1. Electrosurgical forceps, comprising:

a body portion;

at least two button extending radially opposite from the body portion, wherein the buttons are movable radially with respect to the body portion;

a first electrode terminating at a first end, wherein the first electrode is connectable to an RF generator to supply electrosurgical current to the first electrode, wherein the first electrode is fixedly positioned in the body portion;

a second electrode positioned parallel to the first electrode, wherein the second electrode is connectable to an RF generator to supply electrosurgical current, wherein the second electrode terminates at a second end, wherein the second electrode is fixedly positioned in the body portion;

a sheath positioned around the first electrode and the second electrode and terminating at a sheath end, wherein the first end and the second end extend axially out from the sheath end, wherein the sheath is movably supported by the body;

an end cap;

a spring located in the end cap; and

a beveled bushing positioned in the end cap and axially pressed against chamfered regions on the first button and the second button, wherein the beveled bushing is rigidly connected to the sheath;

wherein the first end and the second end are spaced when the first button and the second button is un-pressed; and

wherein the sheath moves over the first end and the second end to press the first end against the second end when the buttons are pressed.
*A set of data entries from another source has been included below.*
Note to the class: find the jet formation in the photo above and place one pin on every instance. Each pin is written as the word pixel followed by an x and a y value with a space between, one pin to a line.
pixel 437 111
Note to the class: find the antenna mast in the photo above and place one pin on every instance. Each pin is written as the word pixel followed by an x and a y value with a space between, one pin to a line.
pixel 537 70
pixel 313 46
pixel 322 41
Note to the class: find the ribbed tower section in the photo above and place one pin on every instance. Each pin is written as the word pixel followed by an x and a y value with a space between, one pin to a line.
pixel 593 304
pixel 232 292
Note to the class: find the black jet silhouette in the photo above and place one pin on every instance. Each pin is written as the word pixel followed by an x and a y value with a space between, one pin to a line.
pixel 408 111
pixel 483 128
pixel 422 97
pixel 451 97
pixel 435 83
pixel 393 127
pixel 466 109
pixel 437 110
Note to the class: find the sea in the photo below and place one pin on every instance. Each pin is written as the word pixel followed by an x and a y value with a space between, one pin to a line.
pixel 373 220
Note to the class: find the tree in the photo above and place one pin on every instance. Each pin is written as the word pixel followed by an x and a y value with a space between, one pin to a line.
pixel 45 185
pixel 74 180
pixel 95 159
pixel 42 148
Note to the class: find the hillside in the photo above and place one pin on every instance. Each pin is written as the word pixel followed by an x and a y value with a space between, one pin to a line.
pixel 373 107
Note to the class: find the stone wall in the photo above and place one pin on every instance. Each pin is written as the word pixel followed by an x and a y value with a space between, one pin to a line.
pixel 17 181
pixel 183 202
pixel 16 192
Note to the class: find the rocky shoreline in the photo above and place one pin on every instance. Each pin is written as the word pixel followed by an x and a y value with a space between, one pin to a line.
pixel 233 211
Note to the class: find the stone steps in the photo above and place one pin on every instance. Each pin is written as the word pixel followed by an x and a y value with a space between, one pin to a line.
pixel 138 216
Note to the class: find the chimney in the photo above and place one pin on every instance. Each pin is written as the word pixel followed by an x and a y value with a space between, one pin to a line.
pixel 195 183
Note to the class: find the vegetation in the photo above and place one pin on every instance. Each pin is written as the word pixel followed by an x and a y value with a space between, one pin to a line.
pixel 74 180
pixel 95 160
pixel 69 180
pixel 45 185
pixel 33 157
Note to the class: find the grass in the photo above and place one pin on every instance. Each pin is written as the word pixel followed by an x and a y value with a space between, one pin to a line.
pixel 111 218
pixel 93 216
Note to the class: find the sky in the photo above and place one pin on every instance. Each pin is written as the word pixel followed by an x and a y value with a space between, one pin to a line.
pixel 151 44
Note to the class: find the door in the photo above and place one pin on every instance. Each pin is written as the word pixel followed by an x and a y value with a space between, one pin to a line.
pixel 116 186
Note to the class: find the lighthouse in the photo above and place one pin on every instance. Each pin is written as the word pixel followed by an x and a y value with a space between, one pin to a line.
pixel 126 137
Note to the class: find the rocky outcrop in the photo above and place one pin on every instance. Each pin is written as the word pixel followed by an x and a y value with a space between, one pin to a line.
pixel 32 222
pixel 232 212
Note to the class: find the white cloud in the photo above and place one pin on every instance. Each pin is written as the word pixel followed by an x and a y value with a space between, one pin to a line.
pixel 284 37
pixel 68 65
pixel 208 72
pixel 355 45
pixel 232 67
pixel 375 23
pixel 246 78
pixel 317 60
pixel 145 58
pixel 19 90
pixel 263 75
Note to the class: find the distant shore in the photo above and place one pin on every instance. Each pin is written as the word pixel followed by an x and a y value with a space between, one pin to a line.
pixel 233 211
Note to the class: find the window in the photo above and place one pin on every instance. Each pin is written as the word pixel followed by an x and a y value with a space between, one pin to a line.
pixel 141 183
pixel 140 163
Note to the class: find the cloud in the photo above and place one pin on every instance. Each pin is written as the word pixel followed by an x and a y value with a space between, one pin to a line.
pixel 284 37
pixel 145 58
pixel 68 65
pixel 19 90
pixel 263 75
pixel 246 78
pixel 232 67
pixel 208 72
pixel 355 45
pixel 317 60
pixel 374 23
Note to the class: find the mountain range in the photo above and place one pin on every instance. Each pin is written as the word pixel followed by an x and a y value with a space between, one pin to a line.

2. The electrosurgical forceps according to claim 1, wherein the first end and second end are flat and oppositely facing.

3. The electrosurgical forceps according to claim 1, wherein the first end and the second end are connected to the first electrode and the second electrode by respective connections.

4. The electrosurgical forceps according to claim 3, wherein the connections are a relatively thin region with respect to a thickness of the first electrode and the second electrode.

5. The electrosurgical forceps according to claim 1, wherein the beveled bushing has an aperture disposed axially therein that locates the spring;

6. The electrosurgical forceps according to claim 1, wherein the end cap has a pilot to locate the spring.

7. The electrosurgical forceps according to claim 1, wherein the first electrode and the second electrode is connected to the RF generator.

8. The electrosurgical forceps according to claim 1, wherein the first button and the second button are connected to the body portion by a first hinge and a second hinge respectively.